Ambassador Mr. Pokharel highlighted the importance the Post Disaster Needs Assessment accorded to the complete restoration and reconstruction of the damaged heritage. “We know that there are no obvious ‘set of pathways’ to undertake reconstruction and restoration works. It is essential to take innovative approaches to rebuild and manage our heritage monuments and sites better and the Government of Nepal is committed towards that end. The whole nation is bound by a shared goal of reconstruction and resolve to rebuilding a more resilient Nepal”, he said. He also underscored the need for enhanced level of support, cooperation and technological expertise to rebuild our heritage sites.

The Seminar was chaired by Dr Alexander Spachis, EIAS Senior Associate and former Head of European Union Delegation to Nepal. Speaking on the theme of the programme, he said that cultural heritage management had become all the more important following the damage caused by the deadly earthquakes. He stated the people of Nepal were left with an enormous task of restoration and reconstruction and that rather than the lack of resources, their effective management was more critical.

The Seminar featured two paper presentations by Dr Maheswar Rupakheti, Group Leader, Institute for Advanced Sustainability Studies, Germany, and Dr Bal Gopal Shrestha, Research Fellow, International Institute for Asian Studies, The Netherlands.

Dr Rupakheti presented his paper on hazardous effects of air pollution in the heritage sites with particular focus on Lumbini. He argued that both local and ‘trans-boundary sources’ were the major causes of air pollution in Lumbini. Both the increase in demand of construction materials and relaxed environmental regulations in the aftermath of the earthquakes are alarming and hence our future heritage management activities need to be guided by the relevant safeguard measures, he said.

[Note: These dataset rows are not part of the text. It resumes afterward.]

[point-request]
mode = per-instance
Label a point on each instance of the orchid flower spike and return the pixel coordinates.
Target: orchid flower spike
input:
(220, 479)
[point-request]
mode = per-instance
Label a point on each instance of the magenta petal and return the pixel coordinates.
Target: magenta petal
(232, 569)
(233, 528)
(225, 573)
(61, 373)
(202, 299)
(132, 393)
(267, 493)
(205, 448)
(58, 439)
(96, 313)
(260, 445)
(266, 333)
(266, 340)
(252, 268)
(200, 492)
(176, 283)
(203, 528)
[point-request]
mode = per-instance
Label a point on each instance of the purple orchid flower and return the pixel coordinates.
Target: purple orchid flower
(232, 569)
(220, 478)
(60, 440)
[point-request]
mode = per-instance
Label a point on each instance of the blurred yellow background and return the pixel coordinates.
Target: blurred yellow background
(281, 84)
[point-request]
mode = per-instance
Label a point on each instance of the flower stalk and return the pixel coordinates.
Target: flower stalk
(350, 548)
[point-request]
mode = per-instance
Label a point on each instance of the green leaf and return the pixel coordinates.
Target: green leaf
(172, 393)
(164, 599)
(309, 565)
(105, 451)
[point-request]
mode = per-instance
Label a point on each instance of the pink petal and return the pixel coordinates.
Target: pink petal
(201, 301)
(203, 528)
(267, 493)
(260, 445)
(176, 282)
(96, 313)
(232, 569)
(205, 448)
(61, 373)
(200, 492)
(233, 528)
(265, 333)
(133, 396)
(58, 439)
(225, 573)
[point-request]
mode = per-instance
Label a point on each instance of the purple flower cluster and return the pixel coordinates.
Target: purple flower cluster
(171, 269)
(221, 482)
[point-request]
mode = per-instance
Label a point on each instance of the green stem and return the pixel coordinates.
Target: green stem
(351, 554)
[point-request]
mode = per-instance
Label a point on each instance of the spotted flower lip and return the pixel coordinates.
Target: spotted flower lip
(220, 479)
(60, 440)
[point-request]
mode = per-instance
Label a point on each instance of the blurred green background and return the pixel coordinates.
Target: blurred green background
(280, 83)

Similarly, Dr Shrestha made a presentation on Nepal’s past post-disaster experiences in cultural heritage management and future priorities for the country. Underlining Nepal’s past experiences of cultural heritage management following major disasters including the 1934 earthquake, he stressed the present need for proper coordination and mobilization of available resources. He also maintained that collective efforts and action-oriented programmes from all stakeholders were important.

The Programme was attended by the members of diplomatic corps, intellectuals, representatives from various international organizations, friends of Nepal, media persons and representatives of Nepalese organizations in Belgium.